The German anti-trust watchdog Federal Cartel Office (FCO) on Monday initiated an investigation against Apple based on new competition rules for large digital companies, the authority stated in a press release. FCO has already initiated similar investigations against Facebook, Amazon, and Google, over the last few months.
In January this year, Germany amended the German Competition Act (GWB Digitalisation Act) empowering the government to target the practices of large digital companies “by prohibiting companies that are of paramount significance for competition across markets from engaging in anti-competitive practices.”
What is the investigation about?
The first step of the investigation against Apple is to determine whether the company is of paramount significance across markets. “An ecosystem which extends across various markets may be an indication that a company holds such a position. It is often very difficult for other companies to challenge such a position of power,” the release stated.
“We will now examine whether with its proprietary operating system iOS, Apple has created a digital ecosystem around its iPhone that extends across several markets. Besides assessing the company’s position in these areas, we will, among other aspects, examine its extensive integration across several market levels, the magnitude of its technological and financial resources and its access to data. A main focus of the investigations will be on the operation of the App Store as it enables Apple in many ways to influence the business activities of third parties.” – Andreas Mundt, President of the FCO
What are the next steps?
If it is determined that Apple is of paramount significance across markets, the FCO will delve further by studying the specific practices of Apple. These practices include complaints received against Apple such as one “from the advertising and media industry against Apple restricting user tracking with the introduction of its iOS 14.5 operating system, and a complaint against the exclusive pre-installation of the company’s own applications as a possible type of self-preferencing prohibited under Section 19a GWB.” The watchdog will also investigate the mandatory use of Apple’s own in-app purchase system (IAP), the 30 percent commission rate the company charges, and the marketing restrictions for app developers. Some of these investigations will tie into what the European Commission is already looking into and in such cases, the Bundeskartellamt will work with the European Commission and other competition authorities in this regard.
One among many
This investigation comes at a time when multiple countries are pursuing an anti-trust investigation into big tech companies. The UK government last week launched an investigation into Apple’s and Google’s mobile ecosystems over “concerns they have market power which is harming users and other businesses.”
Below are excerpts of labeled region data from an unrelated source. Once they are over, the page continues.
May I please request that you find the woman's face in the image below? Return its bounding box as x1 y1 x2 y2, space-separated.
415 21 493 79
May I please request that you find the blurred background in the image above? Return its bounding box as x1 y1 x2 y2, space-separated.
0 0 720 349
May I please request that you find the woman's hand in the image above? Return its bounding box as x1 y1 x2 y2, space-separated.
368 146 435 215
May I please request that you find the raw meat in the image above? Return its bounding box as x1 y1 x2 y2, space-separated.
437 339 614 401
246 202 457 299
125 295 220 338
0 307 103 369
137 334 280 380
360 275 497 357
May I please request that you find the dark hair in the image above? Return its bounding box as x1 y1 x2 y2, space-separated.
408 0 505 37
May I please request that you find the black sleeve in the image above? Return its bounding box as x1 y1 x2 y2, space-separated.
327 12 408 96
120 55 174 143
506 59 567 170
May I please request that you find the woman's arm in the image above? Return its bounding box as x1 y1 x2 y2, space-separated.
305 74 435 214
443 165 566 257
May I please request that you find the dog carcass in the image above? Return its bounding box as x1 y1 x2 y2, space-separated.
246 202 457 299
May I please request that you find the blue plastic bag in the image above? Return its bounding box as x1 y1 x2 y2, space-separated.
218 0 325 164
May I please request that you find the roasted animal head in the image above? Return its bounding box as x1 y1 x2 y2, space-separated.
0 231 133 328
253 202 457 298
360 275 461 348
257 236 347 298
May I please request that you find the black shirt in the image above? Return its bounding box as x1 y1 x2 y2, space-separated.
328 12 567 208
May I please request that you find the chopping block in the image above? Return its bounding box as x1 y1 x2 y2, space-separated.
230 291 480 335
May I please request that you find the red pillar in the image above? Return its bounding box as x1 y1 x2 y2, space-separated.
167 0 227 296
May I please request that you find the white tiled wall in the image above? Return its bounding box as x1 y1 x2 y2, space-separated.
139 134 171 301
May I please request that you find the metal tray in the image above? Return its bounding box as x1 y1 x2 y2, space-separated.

On June 11, US lawmakers debuted five bipartisan draft bills that are aimed at curbing the power of tech giants like Apple, Google, Facebook, and Amazon. These bills are the product of a 16-month long investigation by the House Judiciary Committee that found Big Tech companies enjoy monopoly power.
On June 14, the Japanese government started investigating Apple and Google’s deal with Japanese smartphone makers.
The EU and the US also recently announced plans to establish a “Joint Technology Competition Policy Dialogue” focusing on approaches to competition policy and enforcement.